Belllounds lay propped against the wall, sagging there, laboring of chest, sweating of face. The boldness of brow held, because it was fixed, but that of his eyes had gone; and his mouth and chin showed craven weakness. He stared in dread suspense at Wade.

"Listen. An' all of you sit tight," went on Wade, swiftly. "Jack stole the cattle from his father. He's a thief at heart. But he had a double motive. He left a trail--he left tracks behind. He made a crooked horseshoe, like that Wils Moore's horse wears, an' he put that on his own horse. An' he made a contraption--a little iron ring with a dot in it, an' he left the crooked shoe tracks, an' he left the little ring tracks--"

"By Gawd! I seen them funny tracks!" ejaculated Folsom. "At the water-hole an' right hyar in front of the cabin. I seen them. I knowed Jack made them, somehow, but I didn't think. His white hoss has a crooked left front shoe."

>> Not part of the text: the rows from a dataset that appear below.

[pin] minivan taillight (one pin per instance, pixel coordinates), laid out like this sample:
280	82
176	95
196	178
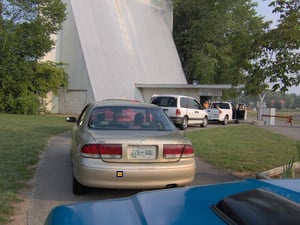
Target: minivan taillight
104	151
174	151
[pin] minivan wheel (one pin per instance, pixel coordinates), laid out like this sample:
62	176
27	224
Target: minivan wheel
184	123
225	121
78	189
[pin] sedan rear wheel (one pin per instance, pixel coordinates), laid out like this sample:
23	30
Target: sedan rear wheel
225	121
78	189
205	122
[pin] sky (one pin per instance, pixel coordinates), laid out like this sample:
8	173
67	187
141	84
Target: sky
266	11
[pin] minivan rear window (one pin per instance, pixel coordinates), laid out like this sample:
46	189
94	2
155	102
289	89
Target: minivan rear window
165	101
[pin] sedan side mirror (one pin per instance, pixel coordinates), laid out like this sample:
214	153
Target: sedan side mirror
71	119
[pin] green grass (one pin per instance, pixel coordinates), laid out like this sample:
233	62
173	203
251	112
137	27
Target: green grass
22	139
243	149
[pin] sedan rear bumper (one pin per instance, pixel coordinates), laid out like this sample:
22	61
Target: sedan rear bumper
135	175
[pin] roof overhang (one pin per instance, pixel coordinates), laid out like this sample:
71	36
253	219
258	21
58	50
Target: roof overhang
189	86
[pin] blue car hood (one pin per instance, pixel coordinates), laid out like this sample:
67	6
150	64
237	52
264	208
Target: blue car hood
187	205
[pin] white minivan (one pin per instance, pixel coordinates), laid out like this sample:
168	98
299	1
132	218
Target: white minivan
182	110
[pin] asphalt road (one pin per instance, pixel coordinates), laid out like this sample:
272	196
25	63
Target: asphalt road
52	184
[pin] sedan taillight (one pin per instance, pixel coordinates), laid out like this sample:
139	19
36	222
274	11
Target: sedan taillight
178	151
104	151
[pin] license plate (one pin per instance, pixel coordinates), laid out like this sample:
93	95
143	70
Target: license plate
142	152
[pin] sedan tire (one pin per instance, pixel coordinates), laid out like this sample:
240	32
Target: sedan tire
205	122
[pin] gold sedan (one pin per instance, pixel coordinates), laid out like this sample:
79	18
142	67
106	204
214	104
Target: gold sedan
128	145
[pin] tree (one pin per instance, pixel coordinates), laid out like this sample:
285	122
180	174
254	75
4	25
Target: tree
225	41
216	40
25	38
279	61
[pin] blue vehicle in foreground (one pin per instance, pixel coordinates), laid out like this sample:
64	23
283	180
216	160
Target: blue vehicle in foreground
245	202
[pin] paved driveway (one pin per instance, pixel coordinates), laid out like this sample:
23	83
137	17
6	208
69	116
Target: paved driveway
52	184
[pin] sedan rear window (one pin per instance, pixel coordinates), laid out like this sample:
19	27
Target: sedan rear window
129	118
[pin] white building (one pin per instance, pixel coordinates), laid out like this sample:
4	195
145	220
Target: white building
119	49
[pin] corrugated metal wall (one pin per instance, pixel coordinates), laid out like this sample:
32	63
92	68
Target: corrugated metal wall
109	45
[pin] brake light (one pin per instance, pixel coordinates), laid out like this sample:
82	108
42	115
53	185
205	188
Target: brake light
178	151
104	151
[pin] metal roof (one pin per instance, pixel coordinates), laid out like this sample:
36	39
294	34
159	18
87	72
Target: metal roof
126	42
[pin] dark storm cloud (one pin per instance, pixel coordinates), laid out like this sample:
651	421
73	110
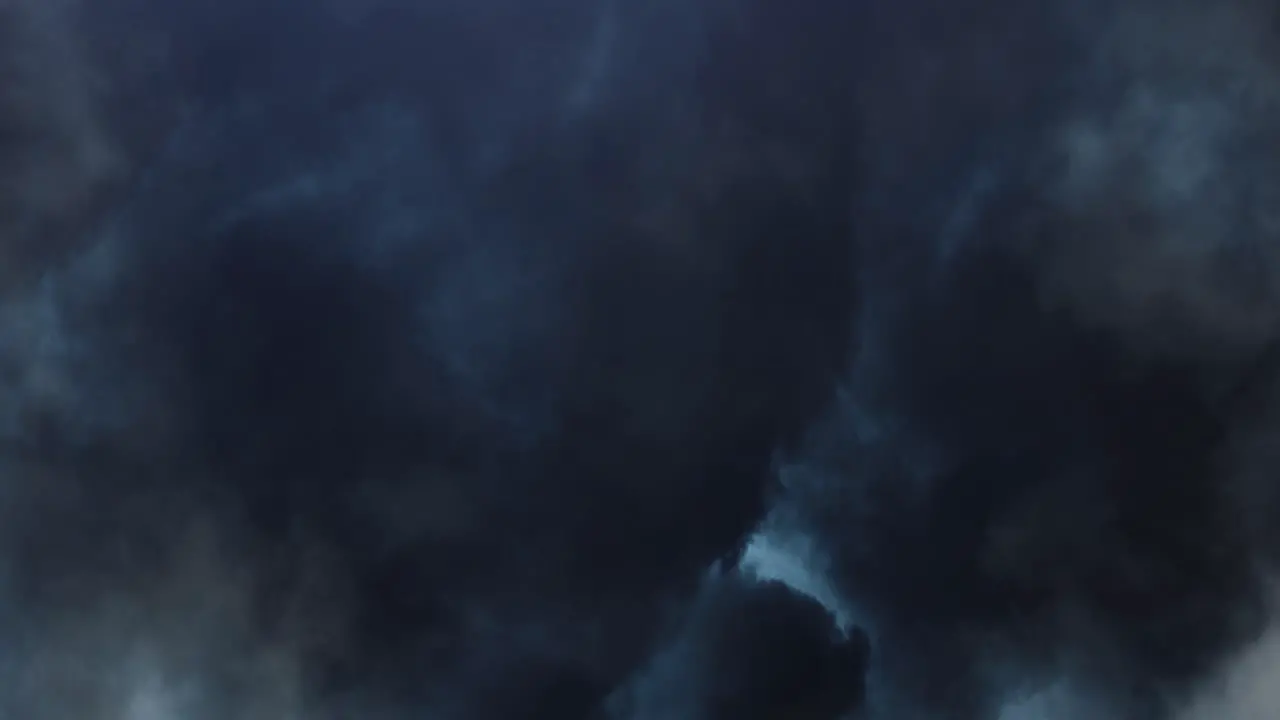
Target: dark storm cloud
1036	472
428	360
423	358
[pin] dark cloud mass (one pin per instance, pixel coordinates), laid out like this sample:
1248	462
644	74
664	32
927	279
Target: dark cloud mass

"Yes, he has, when Jack takes off the regular shoe an' nails on the crooked one.... Men, I followed those tracks They lead up here to your cabin. Belllounds made them with a purpose.... An' he went to Kremmlin' to get Sheriff Burley. An' he put him wise to the rustlin' of cattle to Elgeria. An' he fetched him up to White Slides to accuse Wils Moore. An' he trailed his own tracks up here, showin' Burley the crooked horse track an' the little circle--that was supposed to be made by the end of Moore's crutch--an' he led Burley with his men right to this cabin an' to the trail where you drove the cattle over the divide.... An' then he had Burley dig out some cakes of mud holdin' these tracks, an' they fetched them down to White Slides. Buster Jack blamed the stealin' on to Moore. An' Burley arrested Moore. The trial comes off next week at Kremmlin'."

"Damn me!" exclaimed Folsom, wonderingly. "A man's never too old to learn! I knowed this pup was stealin' from his own father, but I reckoned he was jest a natural-born, honest rustler, with a hunch fer drink an' cards."

"Well, he's double-crossed you, Cap. An' if I hadn't rounded you up your chances would have been good for swingin'."